Consider, on a rectangle ($0<x<L,\ 0<y<H$) $$\begin{cases} \triangledown^2u=Q(x,y), \text{on $D$}\\ \triangledown u \cdot\vec{n}=0\ \text{on $\partial D$} \end{cases}$$ Solve using the method of eigenfunction expansion.
So we wish to use the method of eigenfunction expansion. I am however stuck using the boundary conditions for this problem. So the idea is that we use the method of seperation of variables, which results in:
$$\begin{cases} \triangledown^2\phi=-\lambda\phi\ o\text{n}\ D\\ \phi\cdot\vec{n}=0\ \text{on}\ \partial D \end{cases} \\ u(x,y)=\sum_ia_i\phi_i$$
Could anyone give me a hint on how to continue this problem? I presume I need the Divergence theorem, which states (for this problem):
$$-\lambda\iint_D\phi dV=\iint_D \triangledown^2\phi dV\\=\oint_{\partial D}\triangledown\phi\cdot\vec{n}dV=0$$ But I am not sure how to continue with this result.

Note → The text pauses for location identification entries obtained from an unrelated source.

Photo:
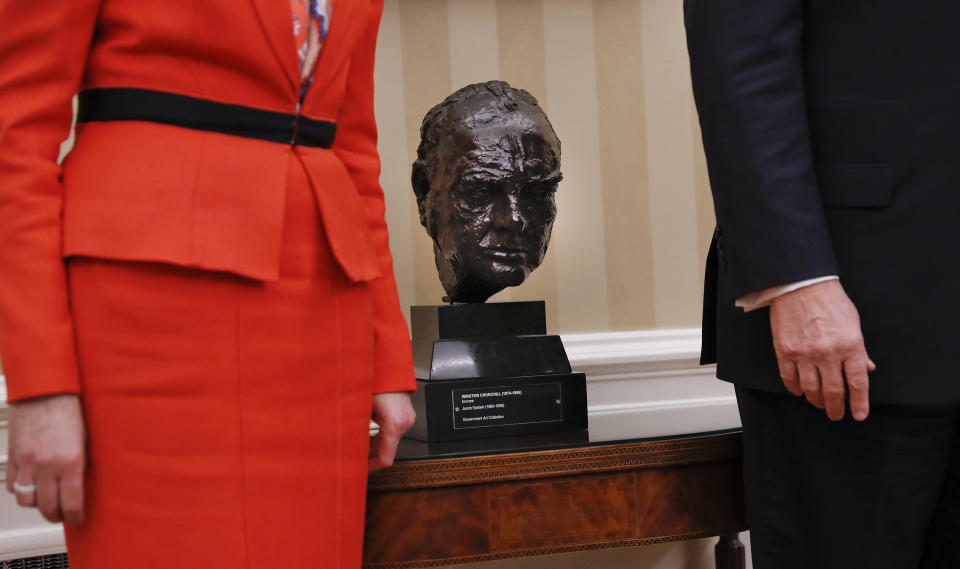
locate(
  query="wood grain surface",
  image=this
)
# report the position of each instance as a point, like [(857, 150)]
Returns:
[(461, 510)]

Begin with $\nabla^2\phi = \lambda \phi$. Use separation of variables in $xy$-plane. Then you get the set of eigenfunctions. Write most general form of expansion and impose boundary conditions. Then construct Green function in terms of eigenfunctions. With the Green function, and $Q(x,y)$ as source, find solution $u(x,y)$.